Late last week I talked about how many of us need to pull back a little on ‘reading’ about photography and actually start ‘doing’ some more of it.
This struck home for me recently while at a George Michael concert here in Melbourne. OK – don’t mock, I was there with my wife, a big George fan…. I promise.
The concert was a stadium gig and we were a LONG way back in the crowd (yep… I was too cheap to get seats up close… who would pay $500 per seat for that?).
Seated directly in front of us were a couple of women (actually there were a couple of thousand of them) – one of whom took literally hundreds of photos during the night.
As someone with an interest in photography I was drawn to watching the woman taking the photos – to see what kind of results she got.

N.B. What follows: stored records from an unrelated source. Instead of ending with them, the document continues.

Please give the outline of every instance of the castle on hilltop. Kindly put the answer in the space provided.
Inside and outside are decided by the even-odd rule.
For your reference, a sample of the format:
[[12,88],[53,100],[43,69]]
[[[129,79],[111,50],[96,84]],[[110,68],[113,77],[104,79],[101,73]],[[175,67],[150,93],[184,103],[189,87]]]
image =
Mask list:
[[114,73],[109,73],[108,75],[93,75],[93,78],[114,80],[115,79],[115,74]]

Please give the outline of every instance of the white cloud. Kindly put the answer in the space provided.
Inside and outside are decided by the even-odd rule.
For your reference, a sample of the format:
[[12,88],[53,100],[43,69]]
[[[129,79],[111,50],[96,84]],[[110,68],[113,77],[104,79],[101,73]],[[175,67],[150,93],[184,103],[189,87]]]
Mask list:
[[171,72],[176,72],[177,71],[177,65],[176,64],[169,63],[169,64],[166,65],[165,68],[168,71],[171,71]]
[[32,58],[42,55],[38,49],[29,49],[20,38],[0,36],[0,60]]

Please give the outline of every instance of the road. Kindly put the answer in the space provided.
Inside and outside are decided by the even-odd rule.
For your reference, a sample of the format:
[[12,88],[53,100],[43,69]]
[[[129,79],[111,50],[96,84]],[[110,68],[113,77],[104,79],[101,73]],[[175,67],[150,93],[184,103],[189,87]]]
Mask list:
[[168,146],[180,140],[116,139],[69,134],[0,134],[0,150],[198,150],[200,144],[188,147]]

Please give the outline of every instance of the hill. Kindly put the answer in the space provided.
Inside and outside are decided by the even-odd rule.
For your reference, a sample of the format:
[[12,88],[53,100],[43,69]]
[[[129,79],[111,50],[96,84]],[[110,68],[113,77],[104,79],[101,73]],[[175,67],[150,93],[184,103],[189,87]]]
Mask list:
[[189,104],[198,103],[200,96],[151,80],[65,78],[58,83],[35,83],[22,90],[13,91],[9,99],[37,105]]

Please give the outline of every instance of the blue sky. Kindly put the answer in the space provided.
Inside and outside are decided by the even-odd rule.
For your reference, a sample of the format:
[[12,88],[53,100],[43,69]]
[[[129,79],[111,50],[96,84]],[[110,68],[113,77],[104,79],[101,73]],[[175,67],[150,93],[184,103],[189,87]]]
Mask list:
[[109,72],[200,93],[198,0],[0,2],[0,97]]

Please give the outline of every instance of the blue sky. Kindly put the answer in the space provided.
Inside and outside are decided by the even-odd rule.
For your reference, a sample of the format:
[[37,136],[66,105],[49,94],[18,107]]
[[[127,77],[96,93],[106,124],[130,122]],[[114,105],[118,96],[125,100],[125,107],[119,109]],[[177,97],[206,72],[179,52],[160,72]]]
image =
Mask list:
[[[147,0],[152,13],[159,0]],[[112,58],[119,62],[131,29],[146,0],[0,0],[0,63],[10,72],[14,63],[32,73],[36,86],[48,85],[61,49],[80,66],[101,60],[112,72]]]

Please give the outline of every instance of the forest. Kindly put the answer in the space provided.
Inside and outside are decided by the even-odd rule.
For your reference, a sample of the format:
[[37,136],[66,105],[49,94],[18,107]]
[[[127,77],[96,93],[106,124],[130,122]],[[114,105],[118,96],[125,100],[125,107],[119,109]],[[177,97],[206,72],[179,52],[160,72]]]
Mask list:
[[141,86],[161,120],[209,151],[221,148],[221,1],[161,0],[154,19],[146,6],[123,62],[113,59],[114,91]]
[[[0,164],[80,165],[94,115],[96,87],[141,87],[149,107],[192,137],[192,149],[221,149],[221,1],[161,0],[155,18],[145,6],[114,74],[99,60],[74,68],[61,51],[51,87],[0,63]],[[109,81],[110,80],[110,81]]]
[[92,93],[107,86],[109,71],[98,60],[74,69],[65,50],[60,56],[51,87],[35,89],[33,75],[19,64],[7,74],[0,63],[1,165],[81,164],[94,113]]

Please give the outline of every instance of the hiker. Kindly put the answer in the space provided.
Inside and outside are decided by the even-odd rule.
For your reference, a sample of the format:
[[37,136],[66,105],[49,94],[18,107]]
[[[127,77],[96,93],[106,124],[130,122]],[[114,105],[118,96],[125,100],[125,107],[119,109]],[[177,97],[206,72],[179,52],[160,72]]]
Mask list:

Of course, being seated 80 meters away from the stage – the shots she took with her little Sony Cybershot camera were pretty average. As the concert went on I became increasingly smug and ‘high and mighty’ as I watched her take bad shot after bad shot.
She started the night by using her flash…. and getting pictures of brightly lit backs of heads (of the people in front of her) in front of a black void.
She then tried turning off the flash and started getting blurry shots of lights on a tiny stage in the distance.
She then tried using the zoom and used the digital zoom to its maximum and ended up with massively pixelated shots…. she then decided to lean her camera against a pole beside her to stabilise the shot… slowly her shots improved – but there was nothing really that resembled a good shot.
As I watched her (and pretended to get into George for my wife’s sake) I became increasingly smug about my own photographic knowledge. I could take so much better shots than her…. because I’ve read (and written) on this very topic of taking shots at a concert.
However…. as I travelled home on the train that night after the concert it struck me – that woman had improved her photography that night more than me and that she had been a better photographer that night than I was…. because she’d actually bothered to take her camera and use it while my camera had stayed at home in its bag.
In fact – I’m guilty of the ‘I left my camera at home’ scenario a lot more than I’d like to admit. As a result I’m sure my own development as a photographer has hit a plateau of late.
Rule #1 to becoming a better photographer – take your camera with you.